The combustion of fossil fuels can, in principle, be eschewed if we can efficiently electrolyse water into hydrogen and oxygen. In practice, the formation of hydrogen is typically catalysed by platinum electrodes, which have rapid water dissociation kinetics and operate through mechanisms with minimal energy barriers. However, the scarcity of platinum prohibits the construction of the terawatt-scale devices needed to shoulder the global energy demand. In view of this, Xinliang Feng and co-workers describe in Nature Communications a new molybdenum–nickel (MoNi4) nanoparticle system supported on molybdenum oxide microparticles, which, in turn, are embedded in a highly porous nickel foam. The high proton reduction performance of the composite catalyst in alkaline media rivals that of platinum, with the base metal catalyst operating at an onset potential of 0 mV. Moreover, it requires an overpotential of only 15 mV to give the 10 mAcm−2 benchmark current density, making it one of the most active, yet stable, platinum-free catalysts for hydrogen evolution.

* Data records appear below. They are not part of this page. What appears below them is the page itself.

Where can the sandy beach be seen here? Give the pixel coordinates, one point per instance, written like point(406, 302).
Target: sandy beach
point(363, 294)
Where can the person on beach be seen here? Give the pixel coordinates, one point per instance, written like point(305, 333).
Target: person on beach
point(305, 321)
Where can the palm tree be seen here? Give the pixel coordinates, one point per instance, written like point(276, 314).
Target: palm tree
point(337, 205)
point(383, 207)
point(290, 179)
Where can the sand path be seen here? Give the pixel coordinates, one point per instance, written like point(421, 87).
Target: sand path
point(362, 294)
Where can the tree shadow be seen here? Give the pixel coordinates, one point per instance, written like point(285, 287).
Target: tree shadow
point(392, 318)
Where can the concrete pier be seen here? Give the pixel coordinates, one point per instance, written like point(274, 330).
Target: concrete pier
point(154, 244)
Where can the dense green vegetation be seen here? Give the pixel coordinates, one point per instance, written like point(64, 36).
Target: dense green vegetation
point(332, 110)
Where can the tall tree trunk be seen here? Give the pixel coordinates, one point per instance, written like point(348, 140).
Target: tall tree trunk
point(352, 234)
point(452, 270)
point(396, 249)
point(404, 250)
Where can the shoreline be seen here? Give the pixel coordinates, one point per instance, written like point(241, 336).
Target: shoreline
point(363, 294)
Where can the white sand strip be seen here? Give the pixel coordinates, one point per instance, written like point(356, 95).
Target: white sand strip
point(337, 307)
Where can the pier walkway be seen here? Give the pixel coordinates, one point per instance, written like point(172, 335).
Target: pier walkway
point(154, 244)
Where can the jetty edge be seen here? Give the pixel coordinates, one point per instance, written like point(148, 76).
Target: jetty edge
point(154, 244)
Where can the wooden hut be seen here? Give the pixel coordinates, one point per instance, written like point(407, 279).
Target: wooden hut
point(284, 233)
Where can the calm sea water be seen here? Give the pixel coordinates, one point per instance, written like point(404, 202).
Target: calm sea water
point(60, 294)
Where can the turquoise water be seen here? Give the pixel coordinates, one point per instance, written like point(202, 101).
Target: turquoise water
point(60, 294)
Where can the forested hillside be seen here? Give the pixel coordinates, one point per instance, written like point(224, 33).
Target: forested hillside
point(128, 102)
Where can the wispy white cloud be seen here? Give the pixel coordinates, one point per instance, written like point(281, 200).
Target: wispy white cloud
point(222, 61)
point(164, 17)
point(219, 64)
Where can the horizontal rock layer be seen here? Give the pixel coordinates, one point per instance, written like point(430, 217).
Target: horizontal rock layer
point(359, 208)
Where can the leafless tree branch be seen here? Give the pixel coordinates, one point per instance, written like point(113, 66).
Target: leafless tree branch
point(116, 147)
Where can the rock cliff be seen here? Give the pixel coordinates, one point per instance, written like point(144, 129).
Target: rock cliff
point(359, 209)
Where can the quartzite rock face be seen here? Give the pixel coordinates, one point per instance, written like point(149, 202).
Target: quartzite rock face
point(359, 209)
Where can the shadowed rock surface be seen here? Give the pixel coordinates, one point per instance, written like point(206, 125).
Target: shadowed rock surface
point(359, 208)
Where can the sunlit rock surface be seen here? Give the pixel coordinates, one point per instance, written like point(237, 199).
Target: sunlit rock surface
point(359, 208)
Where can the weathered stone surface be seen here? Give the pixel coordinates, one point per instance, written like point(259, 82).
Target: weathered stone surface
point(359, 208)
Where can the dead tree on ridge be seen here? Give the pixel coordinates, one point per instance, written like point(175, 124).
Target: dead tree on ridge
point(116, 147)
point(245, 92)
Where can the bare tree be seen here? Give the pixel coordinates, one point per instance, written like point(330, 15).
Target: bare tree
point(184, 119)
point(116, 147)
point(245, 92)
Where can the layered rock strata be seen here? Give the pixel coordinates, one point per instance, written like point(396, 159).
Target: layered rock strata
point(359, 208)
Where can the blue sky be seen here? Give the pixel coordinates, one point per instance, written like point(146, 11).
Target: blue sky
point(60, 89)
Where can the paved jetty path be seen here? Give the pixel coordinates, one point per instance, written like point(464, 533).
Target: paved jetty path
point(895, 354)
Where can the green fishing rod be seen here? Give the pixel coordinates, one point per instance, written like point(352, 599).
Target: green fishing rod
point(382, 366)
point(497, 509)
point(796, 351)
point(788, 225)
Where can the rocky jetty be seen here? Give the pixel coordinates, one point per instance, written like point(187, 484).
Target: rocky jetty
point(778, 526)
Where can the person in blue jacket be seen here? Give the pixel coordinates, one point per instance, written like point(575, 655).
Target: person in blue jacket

Credit: Adapted from Zhang, J. et al. (2017), CC BY 4.0

Feng’s team find that the hydrogen adsorption (Volmer) mechanistic step is particularly fast on the active sites of the MoNi4 surfaces. Furthermore, the material can be produced on a 6 cm × 20 cm scale, such that its industrial-scale development is not inconceivable. Although such a scale-up will take time, this work is an encouraging step in the preparation of active and robust base metal catalysts.